# Just a little payback



## Mcleod15 (Jul 17, 2009)

When I was gone on my honeymoon a month or so back couple guys at work destoryed my work area. One of the guys that participated just left to go on his honeymoon, so now its my turn and this is the out come.










What you think? Did I do a good job?


----------



## DueceAddicTed (Sep 28, 2009)

Lolll what in the heyol ......... I would be so mad !

Come to think about it you just kept it dust free he might thank you !! lollllllll


----------



## Mcleod15 (Jul 17, 2009)

DueceAddicTed said:


> Lolll what in the heyol ......... I would be so mad !


lol
He comes back monday can't wait to see his reaction. It took me a couple of hours to do it.


----------



## Lex's Guardian (Aug 8, 2009)

SWEET! That is awesome! LOL

- You missed the 3 Hole punch & Easy Button


----------



## Krystle_Ann (Apr 3, 2010)

HAHAHA! That is AWESOME! Although, I probably wouldn't be saying that if I was the coworker! lol love it!


----------



## Mcleod15 (Jul 17, 2009)

Lex's Guardian said:


> SWEET! That is awesome! LOL
> 
> - You missed the 3 Hole punch & Easy Button


lol that hole punch belongs to lady beside him, she would beat me with her flyswatter if I got that, as for the easy button I completely over looked it



Krystle_Ann said:


> HAHAHA! That is AWESOME! Although, I probably wouldn't be saying that if I was the coworker! lol love it!

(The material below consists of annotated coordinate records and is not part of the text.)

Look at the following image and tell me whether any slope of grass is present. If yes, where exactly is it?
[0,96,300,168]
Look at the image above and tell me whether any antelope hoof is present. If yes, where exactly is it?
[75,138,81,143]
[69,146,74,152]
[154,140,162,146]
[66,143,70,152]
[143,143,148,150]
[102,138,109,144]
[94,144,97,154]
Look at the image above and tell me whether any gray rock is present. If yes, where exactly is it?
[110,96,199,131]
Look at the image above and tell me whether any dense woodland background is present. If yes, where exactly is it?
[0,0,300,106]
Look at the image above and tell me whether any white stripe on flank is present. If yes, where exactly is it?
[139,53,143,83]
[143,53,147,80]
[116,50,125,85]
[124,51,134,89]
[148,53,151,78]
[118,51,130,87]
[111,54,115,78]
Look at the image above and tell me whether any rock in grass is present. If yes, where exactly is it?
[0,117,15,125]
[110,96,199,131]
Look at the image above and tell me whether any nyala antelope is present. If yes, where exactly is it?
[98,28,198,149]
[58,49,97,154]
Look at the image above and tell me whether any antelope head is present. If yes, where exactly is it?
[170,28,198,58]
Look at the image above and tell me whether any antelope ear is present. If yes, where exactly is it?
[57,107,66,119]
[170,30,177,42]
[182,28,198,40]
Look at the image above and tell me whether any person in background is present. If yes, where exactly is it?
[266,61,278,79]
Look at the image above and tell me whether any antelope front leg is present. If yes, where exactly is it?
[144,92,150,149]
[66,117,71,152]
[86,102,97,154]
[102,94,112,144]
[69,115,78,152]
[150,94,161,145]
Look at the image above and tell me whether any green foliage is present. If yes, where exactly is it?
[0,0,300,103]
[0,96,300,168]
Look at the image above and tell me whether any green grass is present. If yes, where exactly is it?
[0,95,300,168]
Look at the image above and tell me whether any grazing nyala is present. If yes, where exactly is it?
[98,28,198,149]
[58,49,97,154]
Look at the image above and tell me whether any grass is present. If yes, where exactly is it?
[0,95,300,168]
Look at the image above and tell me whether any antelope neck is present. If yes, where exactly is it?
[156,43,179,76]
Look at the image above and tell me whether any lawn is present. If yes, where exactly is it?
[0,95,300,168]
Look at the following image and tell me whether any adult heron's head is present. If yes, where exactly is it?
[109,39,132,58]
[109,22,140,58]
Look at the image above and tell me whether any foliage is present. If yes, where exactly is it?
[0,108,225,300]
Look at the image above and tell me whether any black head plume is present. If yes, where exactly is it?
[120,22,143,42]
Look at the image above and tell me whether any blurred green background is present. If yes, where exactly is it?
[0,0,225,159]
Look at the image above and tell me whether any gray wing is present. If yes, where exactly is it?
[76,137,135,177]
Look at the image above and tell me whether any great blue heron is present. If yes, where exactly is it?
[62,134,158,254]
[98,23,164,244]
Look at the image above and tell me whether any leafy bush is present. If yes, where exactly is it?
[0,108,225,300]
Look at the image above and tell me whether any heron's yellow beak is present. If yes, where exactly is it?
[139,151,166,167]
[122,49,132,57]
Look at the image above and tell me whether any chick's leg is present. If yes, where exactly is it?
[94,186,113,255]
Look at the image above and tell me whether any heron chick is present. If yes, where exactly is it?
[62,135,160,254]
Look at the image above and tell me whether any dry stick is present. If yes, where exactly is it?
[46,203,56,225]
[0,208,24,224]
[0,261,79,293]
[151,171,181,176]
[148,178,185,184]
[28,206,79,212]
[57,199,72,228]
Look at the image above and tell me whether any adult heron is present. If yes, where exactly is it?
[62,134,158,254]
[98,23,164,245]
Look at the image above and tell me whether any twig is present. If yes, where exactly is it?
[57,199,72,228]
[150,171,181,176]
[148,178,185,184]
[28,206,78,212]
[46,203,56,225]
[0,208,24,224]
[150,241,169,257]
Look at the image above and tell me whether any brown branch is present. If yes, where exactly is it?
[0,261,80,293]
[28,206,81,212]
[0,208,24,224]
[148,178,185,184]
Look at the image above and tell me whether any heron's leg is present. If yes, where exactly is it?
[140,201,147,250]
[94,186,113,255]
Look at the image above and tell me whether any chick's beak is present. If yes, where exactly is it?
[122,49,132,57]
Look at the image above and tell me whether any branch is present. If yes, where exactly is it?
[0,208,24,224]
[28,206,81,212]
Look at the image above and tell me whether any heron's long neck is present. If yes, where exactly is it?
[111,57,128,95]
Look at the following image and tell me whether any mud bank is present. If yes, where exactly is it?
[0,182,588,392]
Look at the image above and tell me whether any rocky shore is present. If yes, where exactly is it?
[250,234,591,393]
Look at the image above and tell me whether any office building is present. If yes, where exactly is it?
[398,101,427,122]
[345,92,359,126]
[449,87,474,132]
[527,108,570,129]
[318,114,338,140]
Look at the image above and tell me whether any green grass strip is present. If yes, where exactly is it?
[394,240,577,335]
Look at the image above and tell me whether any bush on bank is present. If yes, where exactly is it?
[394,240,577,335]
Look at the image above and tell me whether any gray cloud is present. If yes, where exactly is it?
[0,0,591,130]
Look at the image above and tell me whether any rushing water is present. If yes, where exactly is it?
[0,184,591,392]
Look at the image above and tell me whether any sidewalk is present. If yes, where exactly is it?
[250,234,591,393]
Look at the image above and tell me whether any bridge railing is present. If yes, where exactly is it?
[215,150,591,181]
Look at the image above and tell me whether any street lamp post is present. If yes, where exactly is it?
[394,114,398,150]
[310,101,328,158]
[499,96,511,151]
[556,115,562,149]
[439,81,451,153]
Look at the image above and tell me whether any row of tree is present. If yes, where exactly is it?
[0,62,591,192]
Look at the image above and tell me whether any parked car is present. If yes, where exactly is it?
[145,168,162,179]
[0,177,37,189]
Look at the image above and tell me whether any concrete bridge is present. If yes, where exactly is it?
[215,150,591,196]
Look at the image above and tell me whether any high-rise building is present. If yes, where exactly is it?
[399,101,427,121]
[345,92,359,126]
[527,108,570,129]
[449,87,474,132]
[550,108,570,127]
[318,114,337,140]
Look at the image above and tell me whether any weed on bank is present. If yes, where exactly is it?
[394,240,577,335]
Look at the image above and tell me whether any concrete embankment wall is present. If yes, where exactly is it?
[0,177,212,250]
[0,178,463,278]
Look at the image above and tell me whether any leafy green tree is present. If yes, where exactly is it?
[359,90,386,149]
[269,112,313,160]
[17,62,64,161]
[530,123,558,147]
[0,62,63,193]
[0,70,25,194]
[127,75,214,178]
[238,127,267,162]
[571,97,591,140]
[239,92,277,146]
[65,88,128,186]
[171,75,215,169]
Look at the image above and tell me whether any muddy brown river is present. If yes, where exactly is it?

Before he left he said he knew we was goin to do something and that he could handle what ever we threw at him. We shall See!


----------



## rys_rockin01 (May 18, 2010)

Love it. Absolutely love it. I'm totally stealing that idea if you don't mind. lol


----------



## meganc66 (Mar 6, 2009)

Lmao that's hilarious!


----------



## BittersweetEmbrace (Feb 24, 2010)

Did you ever see the prank with the mini sticky notes all over one boys room? It was on the show Pranked. He had went on vacation or whatever and they sticky noted his dorm room lol. Cool prank!


----------



## bluefamily (Aug 8, 2007)

that looks awesome! Now if there was a way to hook a coffe mug warmer up to it to make all the tin foil hot...that would be evn COOL-ER!!! LOL


----------



## NinaThePitbull (Feb 10, 2010)

love it, looks like the Silver Surfer's cubicle.


----------



## echs332000 (Jan 10, 2010)

im sooooo doing that to the owner of my company when he goes to puerto rico next month


----------



## Black Rabbit (Nov 14, 2009)

That's great just great. You gotta get a pic of his face when he comes back  I bet he's gunna flip. Great job my friend


----------



## aus_staffy (Nov 10, 2009)

That's awesome. Very neat work.


----------



## Czar (Nov 11, 2009)

lol good job..that looks cool actually


----------



## davidfitness83 (Jul 7, 2009)

That's freaking sweet lol it's going to take him so long to put everything back to normal haha!


----------



## Mcleod15 (Jul 17, 2009)

I think I forgot to mention but to keep the foil from falling off or comin off easy, we also wrapped every thing with clear industrial strength packin tape so it is going to be hard to get off.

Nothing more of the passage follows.